Table Of Contents
‣ GitHub Repositories
Text-As-Data/Word Counting Tutorial.ipynb at main · NatalieRMCastro/Text-As-Data
Text-As-Data/Word Counting Gist.ipynb at main · NatalieRMCastro/Text-As-Data
Word counting is the simplest tool used in early NLP. It is always accurate, but may have a tendancy to overlook data and does not achieve the same insight as other models. By recognizing its caveats, it can support the overall exploration of the data to best apply word counting.
Keyword counting can be used to understand the useage of one (or a few) words in relation to the entire corpus of text. Additionally, it can be used as a base validity level to compare unsupervised and supervised models. If the visualizaitons from word counts demonstrate something that is not present, or chronologically different than in the topic clustering (or any other tool) it can push you to a certain area to re-validate its accuracy.

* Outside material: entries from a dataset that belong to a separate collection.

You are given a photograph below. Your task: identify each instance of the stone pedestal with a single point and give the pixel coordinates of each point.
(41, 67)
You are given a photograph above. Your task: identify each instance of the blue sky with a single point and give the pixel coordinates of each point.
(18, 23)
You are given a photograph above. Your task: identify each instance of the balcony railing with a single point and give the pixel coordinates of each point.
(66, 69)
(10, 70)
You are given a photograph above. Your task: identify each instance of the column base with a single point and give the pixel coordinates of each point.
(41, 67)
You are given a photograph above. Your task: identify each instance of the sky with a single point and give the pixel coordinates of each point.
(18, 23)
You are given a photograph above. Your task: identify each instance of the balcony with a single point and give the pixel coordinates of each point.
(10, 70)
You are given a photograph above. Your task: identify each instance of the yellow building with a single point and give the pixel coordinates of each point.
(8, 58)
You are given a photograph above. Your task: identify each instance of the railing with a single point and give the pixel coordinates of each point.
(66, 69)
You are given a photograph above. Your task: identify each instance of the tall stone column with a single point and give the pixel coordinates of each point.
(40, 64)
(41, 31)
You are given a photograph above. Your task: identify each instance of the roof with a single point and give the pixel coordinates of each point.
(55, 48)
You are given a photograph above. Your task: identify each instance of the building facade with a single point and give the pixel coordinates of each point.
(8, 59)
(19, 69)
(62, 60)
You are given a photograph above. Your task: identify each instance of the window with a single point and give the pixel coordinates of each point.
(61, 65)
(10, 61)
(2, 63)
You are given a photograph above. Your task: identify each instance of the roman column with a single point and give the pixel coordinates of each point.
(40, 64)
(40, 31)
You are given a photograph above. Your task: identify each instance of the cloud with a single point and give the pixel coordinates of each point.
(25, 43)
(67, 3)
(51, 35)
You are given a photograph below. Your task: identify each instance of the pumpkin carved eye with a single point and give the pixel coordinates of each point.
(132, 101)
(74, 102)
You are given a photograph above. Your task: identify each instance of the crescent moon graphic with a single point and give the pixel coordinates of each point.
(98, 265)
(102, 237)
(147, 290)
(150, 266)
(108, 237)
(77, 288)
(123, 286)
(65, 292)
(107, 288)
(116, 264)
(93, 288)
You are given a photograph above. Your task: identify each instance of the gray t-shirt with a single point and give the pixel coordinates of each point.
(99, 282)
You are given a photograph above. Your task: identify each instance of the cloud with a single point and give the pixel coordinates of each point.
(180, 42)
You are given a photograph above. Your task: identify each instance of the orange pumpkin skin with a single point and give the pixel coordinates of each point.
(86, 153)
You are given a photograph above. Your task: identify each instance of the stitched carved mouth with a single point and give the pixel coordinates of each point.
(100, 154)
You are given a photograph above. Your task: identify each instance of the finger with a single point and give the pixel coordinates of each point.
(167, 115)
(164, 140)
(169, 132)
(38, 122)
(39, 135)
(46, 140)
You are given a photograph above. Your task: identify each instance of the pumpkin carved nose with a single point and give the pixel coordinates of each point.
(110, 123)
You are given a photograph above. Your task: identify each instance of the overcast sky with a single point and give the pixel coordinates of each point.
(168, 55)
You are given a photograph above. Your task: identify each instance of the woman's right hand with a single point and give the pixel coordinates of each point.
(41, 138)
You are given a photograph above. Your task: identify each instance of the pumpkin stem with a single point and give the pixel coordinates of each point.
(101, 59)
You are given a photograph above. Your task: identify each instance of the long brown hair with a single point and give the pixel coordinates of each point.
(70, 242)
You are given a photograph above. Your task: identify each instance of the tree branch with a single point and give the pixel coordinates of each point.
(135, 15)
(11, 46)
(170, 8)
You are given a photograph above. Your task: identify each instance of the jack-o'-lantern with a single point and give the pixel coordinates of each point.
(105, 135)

There are two basic steps used in this tutorial to explore the composition of the texts first a counting method, so identifying what words are relevant, and then the second measures the occureance and the sentiment proportion.
I reccomend downloading the Notebook from GitHub to explore the visualizations! They are not rendered in the HTML embed here.
The libraries used in this tutorial are a small fraction in comparison to many other NLP techniques. The main function of these libraries is to import a dataset, structure it, and then to count it.
2.1 Data Importation
The data used in this tutorial is provided by a HuggingFace data set by the user Krushil Patel titled Covid Tweet Text Classification. This dataset consistes of 9,450 different tweets, and is labeled but has an unknown labeling schema (I believe it is to split between test and training data sets). There is little metadata about this data set, but it was selected because of its size and powerful emotions evoked during COVID-19.
2.2 Data Pre-Processing
📌 Here is the documentation about the different kinds of stem algorithims available through the Natural Language Toolkit
An advantage of stemming when using dictionary methods is that is will capture all word forms. It will treat the words 'cause', 'causing', and 'caused' all the same. In the data provided it will then change the original form of the word.
14,000 words would be a lot to visualize, especially if they do not occur frequently. The analysis could proceed in two ways - looking at the most frequent words or looking at the least frequent words. The most frequent would provide information about what was most relevant to the sampled population. Inversely, by analyzing words with few instances it can lead way to exploring silences and gaps within the dataset.
For this analysis, let's look at the words with the highest frequency words and then calculate their seniment. A few other calculations will be preformed to look at the composition of the sentiment.
At this stage, we will generate a table that is the following
index | value | percentage |
---|---|---|
2 | covid | .5257 |
3 | case | .2659 |
45 | test | .2224 |
📌 The documentation for the NLTK Vader Lexicon can be found linked. It provides the source code for the original model.
Using dictionary methods, we can easily conduct a sentiment analysis to see what percentage of the corpus belongs to a certain emotion. Unlike other NLP methods, the NLTK's sentiment analysis does actually 'read' the word and provides a score based on it. However, it does not 'read' the word in context when only a bag of words is passed to it.
In this section of code, the sentiment analyzer will be applied to the above tweets to expand the dataframe with its respective scores. The compound score will then be used in analysis because it is the combination between positive and negative tone. For example someone could say “that’s just wonderful, I wasted my whole paycheck on that dumb thing!”, and the sentiment analyzer would consider wonderful, wasted, dumb for the sentiment all together.
Through calculating the entire frequency and percentage of the sentiments we can generate a dataframe that has information about the average percentage, frequency, and the breakdown of each type of sentiment. These types of graphs could show how the passage is composed or what the overall tone is. In this section, the sentiment analysis used was based on a positive, negative, or neutral sentiment but there are many other forms of classifier that could provide a more fine grained information.